Sem rumo, seguiu pela estrada. Depois de três dias andando, encontrou o primeiro núcleo habitado.
Era a cidade em que estava agora.
Definitivamente, não era uma cidade pequena. Os muros altos e o fosso de águas revoltas eram prova disso. Só para entrar, Gu Nan teve de passar por diversas inspeções dos guardas, que só permitiram sua entrada após confirmarem que era uma simples plebeia.
Na verdade, atravessar para outro mundo não lhe causara grande perturbação. Afinal, não tinha pais, nem qualquer laço especial. Mas também não sentia entusiasmo algum.
Não bastasse ter mudado de corpo, até o sexo mudara.

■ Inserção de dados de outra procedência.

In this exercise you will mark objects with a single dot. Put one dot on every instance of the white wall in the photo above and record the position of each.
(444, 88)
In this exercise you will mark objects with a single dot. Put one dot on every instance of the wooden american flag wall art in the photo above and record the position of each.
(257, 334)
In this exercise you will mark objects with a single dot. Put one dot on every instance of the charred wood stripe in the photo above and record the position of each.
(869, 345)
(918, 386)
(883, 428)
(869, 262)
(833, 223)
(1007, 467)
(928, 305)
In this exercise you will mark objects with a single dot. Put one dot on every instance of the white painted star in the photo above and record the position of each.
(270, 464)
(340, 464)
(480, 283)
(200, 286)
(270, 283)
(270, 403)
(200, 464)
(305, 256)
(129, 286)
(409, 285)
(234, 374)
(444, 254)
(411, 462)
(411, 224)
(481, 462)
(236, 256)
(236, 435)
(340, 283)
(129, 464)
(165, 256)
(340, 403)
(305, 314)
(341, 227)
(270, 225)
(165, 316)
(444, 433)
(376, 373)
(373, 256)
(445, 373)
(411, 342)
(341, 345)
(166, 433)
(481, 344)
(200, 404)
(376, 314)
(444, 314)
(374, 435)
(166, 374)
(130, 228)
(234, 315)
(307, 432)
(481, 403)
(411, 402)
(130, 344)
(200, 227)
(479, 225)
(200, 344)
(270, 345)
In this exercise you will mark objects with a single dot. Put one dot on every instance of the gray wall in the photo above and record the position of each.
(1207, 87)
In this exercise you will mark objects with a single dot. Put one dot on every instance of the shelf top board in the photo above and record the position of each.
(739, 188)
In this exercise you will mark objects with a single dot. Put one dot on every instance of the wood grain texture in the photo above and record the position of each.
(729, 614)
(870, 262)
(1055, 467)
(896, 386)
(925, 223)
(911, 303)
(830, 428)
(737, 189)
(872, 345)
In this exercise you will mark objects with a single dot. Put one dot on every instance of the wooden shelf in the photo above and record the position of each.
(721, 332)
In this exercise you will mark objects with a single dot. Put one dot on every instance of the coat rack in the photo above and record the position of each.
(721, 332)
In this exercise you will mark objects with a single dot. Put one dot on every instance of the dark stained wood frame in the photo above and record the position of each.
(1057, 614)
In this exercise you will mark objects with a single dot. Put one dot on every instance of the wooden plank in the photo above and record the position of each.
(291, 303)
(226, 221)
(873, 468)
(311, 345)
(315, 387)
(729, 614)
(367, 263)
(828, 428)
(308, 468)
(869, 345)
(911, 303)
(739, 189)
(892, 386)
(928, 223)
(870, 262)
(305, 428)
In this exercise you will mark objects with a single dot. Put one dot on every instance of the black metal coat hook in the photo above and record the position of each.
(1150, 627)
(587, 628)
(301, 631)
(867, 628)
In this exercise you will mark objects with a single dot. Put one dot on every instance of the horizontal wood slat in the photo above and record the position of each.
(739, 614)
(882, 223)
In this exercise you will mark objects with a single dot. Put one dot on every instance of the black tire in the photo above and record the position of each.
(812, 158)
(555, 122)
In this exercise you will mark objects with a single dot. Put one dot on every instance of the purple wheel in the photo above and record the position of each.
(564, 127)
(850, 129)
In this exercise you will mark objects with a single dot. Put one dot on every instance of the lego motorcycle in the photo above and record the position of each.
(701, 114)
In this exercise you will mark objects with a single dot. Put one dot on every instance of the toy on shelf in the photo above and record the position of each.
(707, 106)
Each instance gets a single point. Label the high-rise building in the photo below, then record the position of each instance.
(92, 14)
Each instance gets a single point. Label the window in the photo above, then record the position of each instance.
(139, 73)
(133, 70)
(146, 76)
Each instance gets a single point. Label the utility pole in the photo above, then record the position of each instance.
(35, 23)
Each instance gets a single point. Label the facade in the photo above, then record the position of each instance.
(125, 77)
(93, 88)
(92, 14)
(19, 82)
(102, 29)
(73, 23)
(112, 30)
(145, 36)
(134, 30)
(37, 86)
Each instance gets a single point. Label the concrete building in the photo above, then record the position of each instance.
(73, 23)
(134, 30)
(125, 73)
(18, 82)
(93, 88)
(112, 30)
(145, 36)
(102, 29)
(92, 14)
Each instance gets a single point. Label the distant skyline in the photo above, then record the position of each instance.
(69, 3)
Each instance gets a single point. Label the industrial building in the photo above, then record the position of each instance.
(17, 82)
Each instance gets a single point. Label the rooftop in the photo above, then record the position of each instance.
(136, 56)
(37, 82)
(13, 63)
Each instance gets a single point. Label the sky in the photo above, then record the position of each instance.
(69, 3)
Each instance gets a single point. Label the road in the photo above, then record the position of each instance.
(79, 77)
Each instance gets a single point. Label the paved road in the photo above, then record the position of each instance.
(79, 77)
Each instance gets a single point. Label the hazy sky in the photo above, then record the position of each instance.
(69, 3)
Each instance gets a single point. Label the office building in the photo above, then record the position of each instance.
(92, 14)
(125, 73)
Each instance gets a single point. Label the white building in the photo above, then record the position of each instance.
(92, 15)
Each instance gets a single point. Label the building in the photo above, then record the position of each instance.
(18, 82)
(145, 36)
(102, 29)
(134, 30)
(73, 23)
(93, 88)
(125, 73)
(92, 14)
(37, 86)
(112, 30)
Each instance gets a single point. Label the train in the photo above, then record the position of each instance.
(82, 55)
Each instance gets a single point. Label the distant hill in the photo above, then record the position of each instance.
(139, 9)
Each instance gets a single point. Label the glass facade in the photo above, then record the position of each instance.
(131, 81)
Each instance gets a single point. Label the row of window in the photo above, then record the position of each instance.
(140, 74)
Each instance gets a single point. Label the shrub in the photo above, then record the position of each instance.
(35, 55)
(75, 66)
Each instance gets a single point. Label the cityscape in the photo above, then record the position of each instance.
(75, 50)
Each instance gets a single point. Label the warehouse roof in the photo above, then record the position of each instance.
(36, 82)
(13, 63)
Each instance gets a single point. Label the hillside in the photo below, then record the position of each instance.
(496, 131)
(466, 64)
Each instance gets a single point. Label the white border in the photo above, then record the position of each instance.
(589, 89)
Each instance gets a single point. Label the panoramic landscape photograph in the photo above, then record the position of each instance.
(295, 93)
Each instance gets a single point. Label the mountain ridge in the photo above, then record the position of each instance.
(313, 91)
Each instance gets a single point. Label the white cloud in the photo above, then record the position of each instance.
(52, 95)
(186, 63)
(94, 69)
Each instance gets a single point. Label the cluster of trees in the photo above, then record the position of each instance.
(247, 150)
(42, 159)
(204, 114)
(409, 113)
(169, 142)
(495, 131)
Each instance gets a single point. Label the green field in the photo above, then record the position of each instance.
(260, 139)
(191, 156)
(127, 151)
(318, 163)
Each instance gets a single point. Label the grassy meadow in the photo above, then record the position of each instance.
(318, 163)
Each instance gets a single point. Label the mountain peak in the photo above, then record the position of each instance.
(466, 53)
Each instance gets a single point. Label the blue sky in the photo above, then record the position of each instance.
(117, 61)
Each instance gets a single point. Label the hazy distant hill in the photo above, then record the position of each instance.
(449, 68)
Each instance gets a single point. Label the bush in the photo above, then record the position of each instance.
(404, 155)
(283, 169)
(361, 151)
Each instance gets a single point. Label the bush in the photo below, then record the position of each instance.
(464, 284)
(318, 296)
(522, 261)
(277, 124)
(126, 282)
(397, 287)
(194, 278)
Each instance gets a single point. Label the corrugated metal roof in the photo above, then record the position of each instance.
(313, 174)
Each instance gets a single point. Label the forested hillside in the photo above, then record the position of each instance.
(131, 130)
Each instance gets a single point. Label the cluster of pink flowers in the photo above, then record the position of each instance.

O pior era não saber em que época ou lugar exatamente estava. Como sobreviver assim?
— Pelas roupas e o que dizem, deve ser a China antiga — murmurou Gu Nan, parada na esquina, observando o movimento. O idioma era compreensível, ainda que misturado a alguns dialetos, nada que realmente prejudicasse seu entendimento.
— Groc… — Um ruído estranho veio do estômago. Gu Nan baixou a cabeça, contrafeita, e acariciou a barriga. Já fazia três dias que não comia nada. Estranhamente, seu corpo parecia aguentar bem a fome, como se pudesse resistir muito mais. Mas a vontade de saborear uma boa refeição era inegável.
— Nem que seja só um pouco — murmurou, cabisbaixa. — O problema é que estou completamente sem um tostão, droga.
O rosto, de beleza quase andrógina, agora ganhava um ar astuto enquanto examinava a rua. Os olhos atentos vasculhavam a cintura de cada pessoa.
— Não tem jeito, preciso arranjar algum dinheiro.
Enquanto falava, seus olhos pousaram num idoso de aparência distinta. Parecia ter uns cinquenta ou sessenta anos, mas caminhava com firmeza. Havia nele uma aura diferente, que o fazia sobressair entre a multidão.
De longe, os cabelos grisalhos estavam impecáveis, o rosto, apesar de enrugado, mantinha um brilho vivaz no olhar. Com quase um metro e oitenta, era imponente para a idade. Não trazia acompanhantes, mas o traje imediatamente chamou a atenção de Gu Nan.
Nada importava — nem postura, nem feições. Só conseguia ver o pesado saquinho de dinheiro pendurado à cintura do homem.
Carregava uma boa quantia e, embora idoso, seus movimentos não seriam tão ágeis. Um alvo perfeito.
Gu Nan crescera sem pais e passara dificuldades. Pequenos furtos não lhe eram estranhos. Fazia tempo que não recorria a tais artifícios, mas, diante da situação, seria útil.
Havia ainda outra razão para escolher o velho: além de ser menos ágil, parecia vir de família rica. Tirar-lhe algumas moedas não faria falta. E, em compensação, o ganho seria maior.
Me perdoe, senhor, não leve para o lado pessoal.
Lambeu os lábios e seguiu, silenciosamente, atrás do homem.
Anos depois, ao recordar esse momento, Gu Nan sempre sentia vontade de se dar um tapa. Se pudesse voltar atrás, jamais tentaria roubar aquele velho.